May, who was scheduled to hold another Cobra meeting after a visit to Manchester, said: “All acts of terrorism are cowardly attacks on innocent people, but this attack stands out for its appalling, sickening cowardice – deliberately targeting innocent, defenceless children and young people who should have been enjoying one of the most memorable nights of their lives”.

“We struggle to comprehend the warped and twisted mind that sees a room packed with young children not as a scene to cherish but as an opportunity for carnage…There will be difficult days ahead”.

“This was among the worst terrorist incidents we have ever experienced in the United Kingdom. And, although it is not the first time Manchester has suffered in this way, it is the worst attack the city has experienced and the worst ever to hit the north of England”.

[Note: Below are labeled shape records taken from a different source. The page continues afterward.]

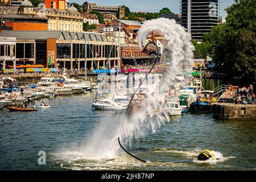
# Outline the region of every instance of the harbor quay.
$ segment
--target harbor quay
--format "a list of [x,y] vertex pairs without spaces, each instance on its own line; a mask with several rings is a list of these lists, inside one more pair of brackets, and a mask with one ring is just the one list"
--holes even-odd
[[213,108],[213,117],[217,119],[256,119],[256,105],[217,103]]

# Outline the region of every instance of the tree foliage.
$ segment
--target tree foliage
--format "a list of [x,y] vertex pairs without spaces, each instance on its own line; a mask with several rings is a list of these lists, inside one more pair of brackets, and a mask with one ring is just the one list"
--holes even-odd
[[164,7],[159,11],[159,14],[165,14],[170,13],[172,13],[172,12],[168,7]]
[[86,32],[88,31],[89,30],[91,29],[96,29],[97,28],[97,24],[89,24],[89,22],[87,22],[86,23],[84,23],[82,24],[82,30]]
[[92,10],[90,12],[90,14],[95,14],[98,16],[98,22],[100,23],[104,24],[104,18],[103,15],[98,11]]
[[79,5],[77,3],[76,3],[75,2],[73,2],[71,3],[71,6],[73,5],[75,6],[75,8],[76,8],[77,9],[77,10],[80,12],[80,13],[82,13],[82,7]]
[[[167,7],[163,8],[162,10],[163,10],[163,12],[164,13],[165,12],[166,13],[171,13],[171,11]],[[138,22],[140,22],[141,20],[138,18],[137,18],[136,17],[142,17],[146,20],[157,19],[159,18],[159,13],[146,13],[145,14],[141,12],[138,13],[131,12],[130,10],[130,9],[127,6],[125,6],[125,17],[127,17],[127,19],[123,18],[123,19],[129,19],[131,20],[135,20]]]
[[256,80],[256,1],[236,0],[226,9],[227,22],[205,35],[219,72],[233,84],[243,86]]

In London, Scotland Yard stepped up its presence in public places, as the GMP launched a major counter-terror operation in Manchester and beyond.

A shopping mall was evacuated briefly on Tuesday and a man was arrested, but the police it was not “currently connected” to Monday’s attack.

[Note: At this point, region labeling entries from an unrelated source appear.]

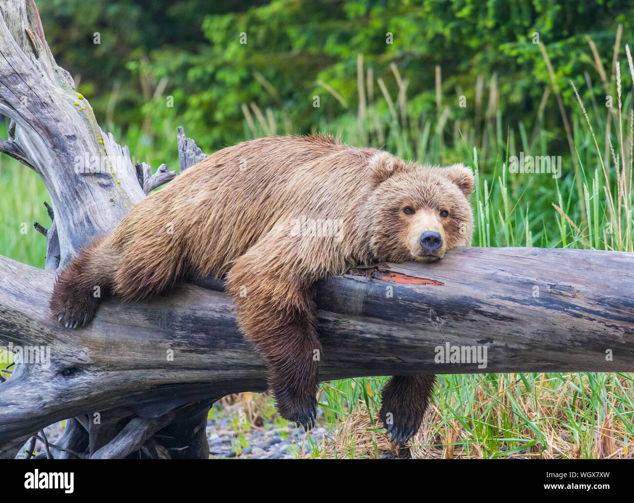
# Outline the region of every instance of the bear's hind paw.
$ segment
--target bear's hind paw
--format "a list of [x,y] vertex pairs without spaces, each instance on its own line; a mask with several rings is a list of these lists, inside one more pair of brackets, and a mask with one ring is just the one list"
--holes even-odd
[[[317,417],[317,399],[314,397],[311,398],[311,400],[306,403],[305,406],[295,405],[292,408],[291,411],[282,413],[282,417],[294,423],[297,428],[302,426],[304,431],[311,430],[314,426]],[[306,402],[306,400],[303,401]]]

Prime Minister May, who leads the Conservative Party and her Labour counterpart Jeremy Corbyn were joined by leaders of other parties in a collective decision to suspend the ongoing election campaign.

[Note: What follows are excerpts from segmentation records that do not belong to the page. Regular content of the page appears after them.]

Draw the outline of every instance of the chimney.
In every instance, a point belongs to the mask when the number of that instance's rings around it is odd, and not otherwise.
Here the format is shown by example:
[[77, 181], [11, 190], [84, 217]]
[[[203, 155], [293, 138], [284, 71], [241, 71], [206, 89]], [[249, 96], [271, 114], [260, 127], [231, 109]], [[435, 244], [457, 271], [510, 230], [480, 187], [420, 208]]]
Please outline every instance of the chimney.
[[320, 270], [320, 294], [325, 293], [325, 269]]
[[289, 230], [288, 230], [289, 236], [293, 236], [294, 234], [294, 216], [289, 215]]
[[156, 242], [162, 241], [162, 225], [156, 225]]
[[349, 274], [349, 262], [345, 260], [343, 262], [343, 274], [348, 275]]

They cancelled their scheduled engagements across the country, while BBC and other television channels cancelled their election-related programming, including debates between leaders.

After May announced the suspension of her party’s campaign, Corbyn said: “I have spoken with the prime minister and we have agreed that all national campaigning in the general election will be suspended until further notice.”

The Scottish National party was due to unveil its election manifesto on Tuesday, but it has now postponed the event. Instead, the SNP leader and Scottish first minister Nicola Sturgeon will chair a meeting of the local government’s resilience committee.

The Liberal Democrat leader Tim Farron cancelled a scheduled visit to Gibraltar, where he was to speak about Brexit and meet overseas-based voters, and said: “This is a shocking and horrific attack targeting children and young people who were simply enjoying a concert”.

May had called the mid-term election to resolve Brexit-related political divisions inside and outside Westminster.

Latest opinion polls suggested that the gap between the favourite Conservatives and Labour was narrowing, but the former was still tipped to win another term in office.

The Liberal Democrats is the only major party to promise another referendum on Brexit before the United Kingdom formally leaves the European Union in mid-2019, if all phases are completed as scheduled by then.

Many other leaders and entertainers have cancelled events in a show of respect for the victims of the terror attack that left at least 22 dead and up to 60 injured.

German Chancellor Angela Merkel and her conservative ally Bavarian governor Horst Seehofer called off a pre-election event at a beer tent in Munich.

The band Take That, formed in Manchester in 1990, was playing a show in Liverpool when the attack happened. It cancelled the following night’s show.